|Lesson 1 || Lesson 2 || Lesson 3 || Resources || Eskimo Home|
Learning about a Culture from Objects
Social studies, language arts
1. Begin a class discussion by asking your students to think about the work of a detective?what does a detective look for? Answers will vary, but students should conclude that a detective seeks evidence (clues) that might help to solve a mystery. Tell your students that they'll be acting much like detectives in the next few lessons. The mystery they'll be unraveling is that of a traditional culture, very different from their own. Stress that although you'll provide the clues, they'll have to solve the mystery on their own.
2. Divide your class into four or five groups of equal size. Give each group copies of Activity pages 1A and 1B. Direct your students to Activity Page 1A. Ask them to carefully observe each object photograph. What does the object appear to be? What is it made from? How might it have been used? What does the object tell us about the people who made it or the environment in which they lived? Have your students write their observations either on the Activity Page or a separate sheet of paper. Repeat the above procedure for each object photograph on Activity Page 1B.

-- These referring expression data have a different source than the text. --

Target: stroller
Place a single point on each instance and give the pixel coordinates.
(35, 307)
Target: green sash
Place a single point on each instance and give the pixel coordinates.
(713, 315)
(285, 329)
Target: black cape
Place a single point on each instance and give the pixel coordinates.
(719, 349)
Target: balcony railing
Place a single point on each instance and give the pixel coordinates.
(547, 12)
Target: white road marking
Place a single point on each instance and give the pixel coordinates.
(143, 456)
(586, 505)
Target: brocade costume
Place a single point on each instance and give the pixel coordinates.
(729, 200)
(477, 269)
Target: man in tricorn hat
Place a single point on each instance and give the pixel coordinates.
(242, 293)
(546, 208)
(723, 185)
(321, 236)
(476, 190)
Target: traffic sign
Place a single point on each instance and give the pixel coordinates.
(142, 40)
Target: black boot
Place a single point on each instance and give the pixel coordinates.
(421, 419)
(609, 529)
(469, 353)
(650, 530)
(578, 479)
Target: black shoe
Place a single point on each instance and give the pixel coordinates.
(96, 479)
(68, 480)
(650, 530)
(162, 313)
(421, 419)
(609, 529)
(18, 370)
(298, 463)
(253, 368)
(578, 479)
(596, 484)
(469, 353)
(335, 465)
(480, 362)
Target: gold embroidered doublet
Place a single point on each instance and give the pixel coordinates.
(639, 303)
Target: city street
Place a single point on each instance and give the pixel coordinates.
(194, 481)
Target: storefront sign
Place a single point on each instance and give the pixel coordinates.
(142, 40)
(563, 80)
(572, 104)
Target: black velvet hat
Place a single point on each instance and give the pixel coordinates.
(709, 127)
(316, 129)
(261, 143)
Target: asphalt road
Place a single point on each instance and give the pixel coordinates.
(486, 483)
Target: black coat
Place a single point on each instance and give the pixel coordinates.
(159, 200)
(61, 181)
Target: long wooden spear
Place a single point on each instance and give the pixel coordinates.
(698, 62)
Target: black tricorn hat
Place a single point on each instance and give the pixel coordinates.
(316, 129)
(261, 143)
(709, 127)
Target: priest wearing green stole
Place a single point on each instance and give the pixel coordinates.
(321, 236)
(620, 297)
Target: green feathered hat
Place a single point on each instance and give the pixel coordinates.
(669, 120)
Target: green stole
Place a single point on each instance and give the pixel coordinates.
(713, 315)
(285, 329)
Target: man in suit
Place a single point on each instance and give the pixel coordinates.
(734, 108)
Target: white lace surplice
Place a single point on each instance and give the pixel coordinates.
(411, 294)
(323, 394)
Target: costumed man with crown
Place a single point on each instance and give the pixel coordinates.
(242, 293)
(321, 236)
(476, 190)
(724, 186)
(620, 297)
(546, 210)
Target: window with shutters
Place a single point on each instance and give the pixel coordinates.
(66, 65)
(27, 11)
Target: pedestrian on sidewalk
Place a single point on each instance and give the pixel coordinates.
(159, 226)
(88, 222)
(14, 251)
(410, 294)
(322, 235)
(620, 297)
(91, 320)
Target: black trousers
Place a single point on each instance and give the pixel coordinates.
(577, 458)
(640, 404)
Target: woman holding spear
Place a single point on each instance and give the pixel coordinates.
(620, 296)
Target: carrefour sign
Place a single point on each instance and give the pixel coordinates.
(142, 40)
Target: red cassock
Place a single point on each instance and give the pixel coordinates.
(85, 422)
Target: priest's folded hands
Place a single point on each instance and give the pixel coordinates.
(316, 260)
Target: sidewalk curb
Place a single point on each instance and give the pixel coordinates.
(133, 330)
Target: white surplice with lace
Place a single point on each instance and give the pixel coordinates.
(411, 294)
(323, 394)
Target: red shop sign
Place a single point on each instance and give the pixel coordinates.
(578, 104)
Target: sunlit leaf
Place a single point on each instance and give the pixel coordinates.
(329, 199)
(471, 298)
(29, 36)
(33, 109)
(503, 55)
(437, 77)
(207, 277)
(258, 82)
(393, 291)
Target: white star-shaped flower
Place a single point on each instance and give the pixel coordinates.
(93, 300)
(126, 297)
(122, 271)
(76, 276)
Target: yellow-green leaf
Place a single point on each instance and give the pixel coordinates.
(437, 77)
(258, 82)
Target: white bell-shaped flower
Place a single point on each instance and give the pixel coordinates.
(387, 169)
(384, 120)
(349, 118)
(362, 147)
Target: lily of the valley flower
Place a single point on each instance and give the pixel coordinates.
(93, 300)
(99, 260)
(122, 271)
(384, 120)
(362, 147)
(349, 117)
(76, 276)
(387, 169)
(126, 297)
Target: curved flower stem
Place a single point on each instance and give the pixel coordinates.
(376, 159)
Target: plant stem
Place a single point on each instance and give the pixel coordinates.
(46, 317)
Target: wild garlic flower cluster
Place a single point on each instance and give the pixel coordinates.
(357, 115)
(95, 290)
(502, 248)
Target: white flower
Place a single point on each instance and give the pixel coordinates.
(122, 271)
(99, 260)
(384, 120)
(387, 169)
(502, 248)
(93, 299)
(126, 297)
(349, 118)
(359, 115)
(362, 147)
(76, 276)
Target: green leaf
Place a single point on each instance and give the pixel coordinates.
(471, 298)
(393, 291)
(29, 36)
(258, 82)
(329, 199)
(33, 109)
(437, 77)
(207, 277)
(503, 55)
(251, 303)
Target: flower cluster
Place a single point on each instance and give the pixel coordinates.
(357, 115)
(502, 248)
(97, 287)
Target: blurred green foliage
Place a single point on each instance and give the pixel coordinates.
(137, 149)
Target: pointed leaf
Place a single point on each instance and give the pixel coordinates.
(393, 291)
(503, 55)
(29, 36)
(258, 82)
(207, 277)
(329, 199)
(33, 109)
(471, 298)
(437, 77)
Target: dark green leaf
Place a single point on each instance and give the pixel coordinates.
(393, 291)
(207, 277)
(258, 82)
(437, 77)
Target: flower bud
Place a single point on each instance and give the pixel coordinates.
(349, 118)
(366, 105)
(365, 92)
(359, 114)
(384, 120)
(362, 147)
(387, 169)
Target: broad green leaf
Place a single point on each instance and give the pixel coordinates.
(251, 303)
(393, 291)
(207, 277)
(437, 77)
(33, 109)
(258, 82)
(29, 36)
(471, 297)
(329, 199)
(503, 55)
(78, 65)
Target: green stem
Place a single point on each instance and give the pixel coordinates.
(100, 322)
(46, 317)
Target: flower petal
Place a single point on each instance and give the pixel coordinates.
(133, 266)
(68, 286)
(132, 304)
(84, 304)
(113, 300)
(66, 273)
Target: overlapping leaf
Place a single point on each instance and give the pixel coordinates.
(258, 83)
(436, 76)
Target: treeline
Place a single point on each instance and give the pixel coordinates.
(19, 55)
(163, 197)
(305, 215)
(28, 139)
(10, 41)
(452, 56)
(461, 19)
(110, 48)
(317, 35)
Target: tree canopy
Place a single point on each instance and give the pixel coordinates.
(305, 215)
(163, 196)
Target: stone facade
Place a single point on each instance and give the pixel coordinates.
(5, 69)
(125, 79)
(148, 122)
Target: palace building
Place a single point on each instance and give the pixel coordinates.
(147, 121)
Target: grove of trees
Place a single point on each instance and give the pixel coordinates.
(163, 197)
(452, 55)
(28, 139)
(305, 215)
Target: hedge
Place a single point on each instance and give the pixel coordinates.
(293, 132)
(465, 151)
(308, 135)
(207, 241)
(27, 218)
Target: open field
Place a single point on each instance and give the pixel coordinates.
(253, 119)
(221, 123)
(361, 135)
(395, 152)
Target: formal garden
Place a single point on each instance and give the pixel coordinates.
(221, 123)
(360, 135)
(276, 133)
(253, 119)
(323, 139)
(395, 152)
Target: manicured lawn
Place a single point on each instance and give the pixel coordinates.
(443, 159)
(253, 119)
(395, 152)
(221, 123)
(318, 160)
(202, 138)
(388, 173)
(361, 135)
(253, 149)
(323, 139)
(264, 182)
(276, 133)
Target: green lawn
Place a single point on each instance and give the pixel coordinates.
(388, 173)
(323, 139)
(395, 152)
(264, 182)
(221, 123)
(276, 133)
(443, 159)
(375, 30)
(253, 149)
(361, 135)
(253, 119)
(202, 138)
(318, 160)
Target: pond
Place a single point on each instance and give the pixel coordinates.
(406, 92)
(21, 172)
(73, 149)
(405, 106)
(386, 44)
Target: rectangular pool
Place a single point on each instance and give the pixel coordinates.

3. After your students have observed and interpreted all the object photographs, designate a spokesperson for each group. For each object photograph, direct the spokespeople to explain his/her group's interpretation and briefly note it on the chalkboard. (Some objects may be more difficult for students to interpret than others, especially if your school is in a moderate climate region.) Generally, students will identify that a sled, a coat, a boat, and socks are among the objects. Interpretations may vary, but students should conclude that people of this culture lived in a cold and wet climate, dwelled on or near the coast, were skilled craftspeople and artists, and depended upon many different resources (e.g. wood, animals, grass). (Be sure to use the Teacher Answer Key to confirm the identity of the objects and to evaluate student observations.
4. Conclude the activity by telling your students that in the next lesson they'll read a story that was very important to these people. Stress that the story will contain a few more important clues!